Immediately above the base of the limestones comes the start of the Moine Thrust Belt. The road section continuing towards Inchnadamph runs within Durness carbonates (with occasional sills) but these strata are not gently dipping. Rather they are thrown into folds and repeated by thrusts. As the terrain is made up of carbonates it is difficult for the untrained eye to pick out these structures. The Sole Thrust (the regionally lowest thrust structure) can be found in the low cliffs on the headland of Ardvreck Castle. To gain an appreciation of the complexity of thrusts hereabouts there are two options. First you could track carefully up one of the small stream sections that drain the hillside overlooking the road to Kylesku (A837; e.g. GRs NC 235250, NC 234256). These sections contain numerous alternations of Fucoid Beds and Salterella, repeated on thrusts. In these sections the thrusts lie at the upper boundary of each Salterella Grit unit, before the Fucoids come in again.

An alternative strategy is to examine the cliffs from the A837 that lie south of Inchnadamph. This section, known as Stronchrubie, gives a natural, albeit rather oblique, section through the lower part of the imbricates. Here Durness carbonates are stacked up on faults and the bedding is made to dip more steeply to the east that it does on the foreland. These sections have been gazed upon by over a century's geologists.
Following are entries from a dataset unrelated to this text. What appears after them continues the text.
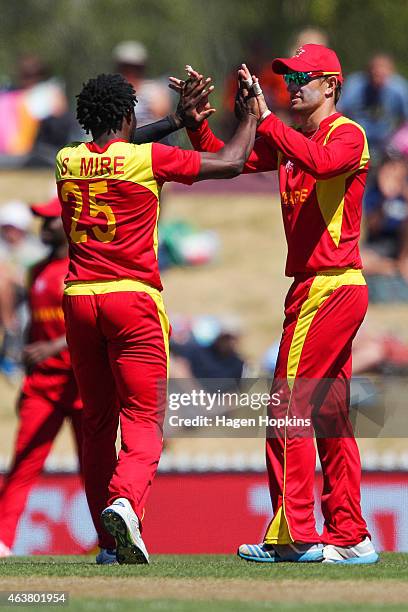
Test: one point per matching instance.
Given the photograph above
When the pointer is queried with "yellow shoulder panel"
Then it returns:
(365, 156)
(121, 161)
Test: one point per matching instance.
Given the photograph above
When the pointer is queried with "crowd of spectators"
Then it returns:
(35, 120)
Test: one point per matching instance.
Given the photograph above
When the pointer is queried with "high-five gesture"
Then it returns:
(193, 107)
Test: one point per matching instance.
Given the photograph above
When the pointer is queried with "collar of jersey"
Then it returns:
(94, 148)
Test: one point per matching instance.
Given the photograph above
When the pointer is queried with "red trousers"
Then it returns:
(46, 400)
(119, 349)
(322, 316)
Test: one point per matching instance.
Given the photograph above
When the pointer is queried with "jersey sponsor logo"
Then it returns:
(291, 198)
(43, 315)
(299, 52)
(97, 165)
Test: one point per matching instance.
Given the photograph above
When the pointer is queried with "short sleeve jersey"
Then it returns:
(110, 206)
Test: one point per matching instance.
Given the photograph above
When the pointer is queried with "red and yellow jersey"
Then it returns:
(110, 206)
(321, 179)
(45, 293)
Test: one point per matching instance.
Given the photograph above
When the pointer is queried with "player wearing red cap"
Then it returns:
(49, 393)
(322, 170)
(117, 328)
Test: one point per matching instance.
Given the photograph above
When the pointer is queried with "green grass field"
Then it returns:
(217, 582)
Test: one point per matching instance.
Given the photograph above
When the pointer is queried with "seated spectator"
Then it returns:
(19, 250)
(378, 100)
(385, 254)
(209, 354)
(34, 117)
(273, 85)
(154, 101)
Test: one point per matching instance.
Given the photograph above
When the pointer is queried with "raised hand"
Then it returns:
(249, 89)
(193, 107)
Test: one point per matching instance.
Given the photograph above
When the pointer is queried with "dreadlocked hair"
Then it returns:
(104, 102)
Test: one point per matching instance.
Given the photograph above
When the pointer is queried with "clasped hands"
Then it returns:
(194, 106)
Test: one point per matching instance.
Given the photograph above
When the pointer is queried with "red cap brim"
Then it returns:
(47, 209)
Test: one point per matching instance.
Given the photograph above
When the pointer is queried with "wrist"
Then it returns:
(264, 115)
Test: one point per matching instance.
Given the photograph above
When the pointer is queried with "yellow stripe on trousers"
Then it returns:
(323, 285)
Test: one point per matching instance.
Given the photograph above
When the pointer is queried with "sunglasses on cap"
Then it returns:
(303, 78)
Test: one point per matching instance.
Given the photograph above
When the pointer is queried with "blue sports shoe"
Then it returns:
(106, 556)
(359, 554)
(120, 520)
(281, 553)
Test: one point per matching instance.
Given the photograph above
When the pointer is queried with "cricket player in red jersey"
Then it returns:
(117, 328)
(322, 170)
(49, 393)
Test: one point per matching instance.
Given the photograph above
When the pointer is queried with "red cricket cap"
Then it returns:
(52, 208)
(317, 59)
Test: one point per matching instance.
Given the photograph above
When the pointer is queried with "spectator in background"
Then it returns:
(154, 101)
(34, 117)
(307, 36)
(19, 250)
(378, 100)
(273, 86)
(385, 255)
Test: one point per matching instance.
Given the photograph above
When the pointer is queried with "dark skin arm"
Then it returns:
(36, 352)
(194, 108)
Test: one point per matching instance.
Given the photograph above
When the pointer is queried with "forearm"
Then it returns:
(203, 139)
(59, 344)
(322, 161)
(262, 158)
(153, 132)
(229, 160)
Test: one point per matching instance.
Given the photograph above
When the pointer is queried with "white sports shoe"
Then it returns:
(121, 522)
(362, 553)
(106, 556)
(4, 551)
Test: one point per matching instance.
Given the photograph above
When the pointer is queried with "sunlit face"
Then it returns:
(52, 231)
(309, 97)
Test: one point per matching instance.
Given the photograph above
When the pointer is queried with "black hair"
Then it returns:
(337, 92)
(104, 102)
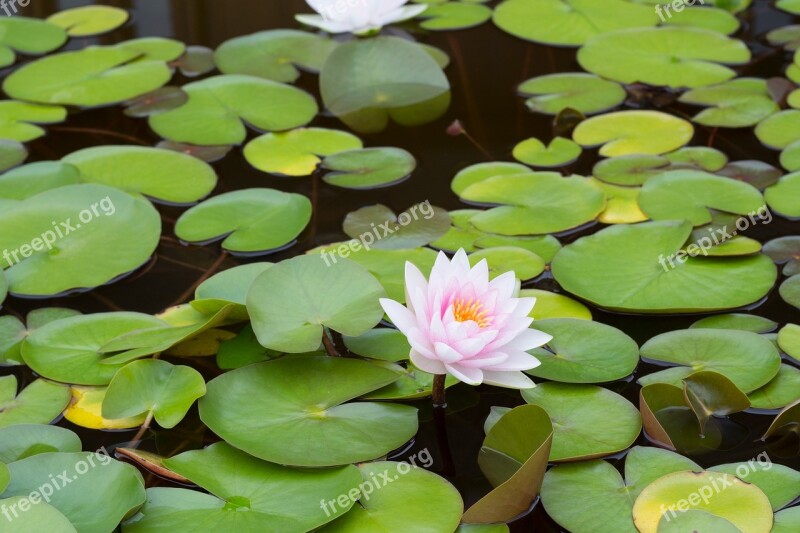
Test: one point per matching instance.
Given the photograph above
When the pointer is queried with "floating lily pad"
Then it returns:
(742, 504)
(89, 20)
(161, 174)
(587, 93)
(593, 496)
(60, 235)
(691, 194)
(368, 168)
(39, 403)
(277, 55)
(540, 202)
(669, 56)
(296, 152)
(569, 23)
(599, 268)
(749, 360)
(248, 220)
(588, 421)
(220, 106)
(514, 465)
(558, 153)
(583, 351)
(94, 76)
(366, 82)
(292, 301)
(303, 401)
(634, 132)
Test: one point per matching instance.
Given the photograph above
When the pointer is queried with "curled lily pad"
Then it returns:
(89, 20)
(277, 55)
(366, 82)
(569, 23)
(587, 93)
(599, 268)
(419, 225)
(304, 401)
(220, 106)
(296, 152)
(368, 168)
(583, 351)
(668, 56)
(58, 237)
(160, 174)
(634, 132)
(155, 387)
(40, 402)
(291, 302)
(588, 421)
(558, 153)
(747, 359)
(90, 77)
(514, 465)
(18, 120)
(249, 220)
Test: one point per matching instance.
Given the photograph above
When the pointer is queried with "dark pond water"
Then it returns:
(487, 65)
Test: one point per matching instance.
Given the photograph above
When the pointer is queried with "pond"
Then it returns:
(659, 233)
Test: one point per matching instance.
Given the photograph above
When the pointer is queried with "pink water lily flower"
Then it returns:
(462, 324)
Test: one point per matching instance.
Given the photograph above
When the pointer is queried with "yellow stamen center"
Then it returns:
(471, 309)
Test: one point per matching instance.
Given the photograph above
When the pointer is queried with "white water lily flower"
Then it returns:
(358, 16)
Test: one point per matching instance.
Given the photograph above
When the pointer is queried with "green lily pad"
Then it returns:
(91, 77)
(588, 421)
(153, 386)
(39, 403)
(54, 258)
(164, 175)
(291, 302)
(734, 104)
(587, 93)
(27, 36)
(514, 459)
(583, 351)
(690, 194)
(784, 196)
(25, 440)
(92, 477)
(404, 498)
(296, 152)
(276, 55)
(742, 504)
(71, 350)
(89, 20)
(248, 220)
(740, 321)
(669, 56)
(599, 268)
(539, 202)
(593, 496)
(368, 81)
(417, 226)
(634, 132)
(220, 106)
(558, 153)
(749, 360)
(569, 23)
(368, 168)
(303, 400)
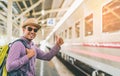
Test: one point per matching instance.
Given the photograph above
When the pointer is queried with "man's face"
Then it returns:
(30, 32)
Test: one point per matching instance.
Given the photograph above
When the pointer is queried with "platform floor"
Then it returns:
(51, 68)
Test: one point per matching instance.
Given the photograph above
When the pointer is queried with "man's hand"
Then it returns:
(59, 41)
(30, 53)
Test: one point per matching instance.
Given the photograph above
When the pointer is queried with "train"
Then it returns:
(91, 38)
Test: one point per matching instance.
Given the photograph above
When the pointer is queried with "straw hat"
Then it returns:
(31, 21)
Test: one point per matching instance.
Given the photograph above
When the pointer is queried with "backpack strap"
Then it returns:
(23, 41)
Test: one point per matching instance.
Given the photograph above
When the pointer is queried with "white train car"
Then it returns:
(91, 36)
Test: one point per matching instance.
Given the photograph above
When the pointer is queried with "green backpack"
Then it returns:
(3, 55)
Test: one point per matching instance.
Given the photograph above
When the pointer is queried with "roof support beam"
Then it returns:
(53, 10)
(73, 7)
(29, 9)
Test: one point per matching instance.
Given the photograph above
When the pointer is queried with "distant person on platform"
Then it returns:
(23, 59)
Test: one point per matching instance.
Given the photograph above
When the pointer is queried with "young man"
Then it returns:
(21, 58)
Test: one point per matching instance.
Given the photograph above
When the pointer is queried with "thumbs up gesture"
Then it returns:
(59, 41)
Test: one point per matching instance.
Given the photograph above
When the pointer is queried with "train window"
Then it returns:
(89, 25)
(70, 32)
(111, 16)
(77, 29)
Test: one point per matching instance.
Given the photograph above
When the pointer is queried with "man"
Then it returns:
(21, 58)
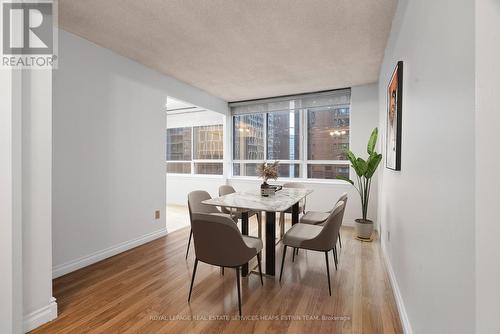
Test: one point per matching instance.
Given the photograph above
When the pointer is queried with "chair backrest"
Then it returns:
(218, 241)
(300, 186)
(226, 190)
(327, 238)
(195, 206)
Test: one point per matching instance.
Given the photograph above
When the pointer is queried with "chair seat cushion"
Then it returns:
(299, 233)
(314, 217)
(253, 242)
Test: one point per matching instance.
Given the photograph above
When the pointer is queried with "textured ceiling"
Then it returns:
(242, 49)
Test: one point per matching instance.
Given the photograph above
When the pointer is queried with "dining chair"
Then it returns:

Beinn Garbh and Loch Assynt.To reprise the geology of this area it is worth gazing across Loch Assynt onto the northern escarpment of Beinn Garbh. The low slopes are made up of Lewisian gneiss, the intermediate by Torridonian and on top we'd expect the Cambrian quartzites. So it's a great place to understand the two unconformities.

Cross  section of the geology

But in practice things are more complicated. The Cambrian and Torridonian strata are intruded by a series of generally gently-dipping sheets of igneous rock - felsite. Although of a different composition, these are part of the same suite of igneous rock as the sills in the Durness carbonate seen on the road side.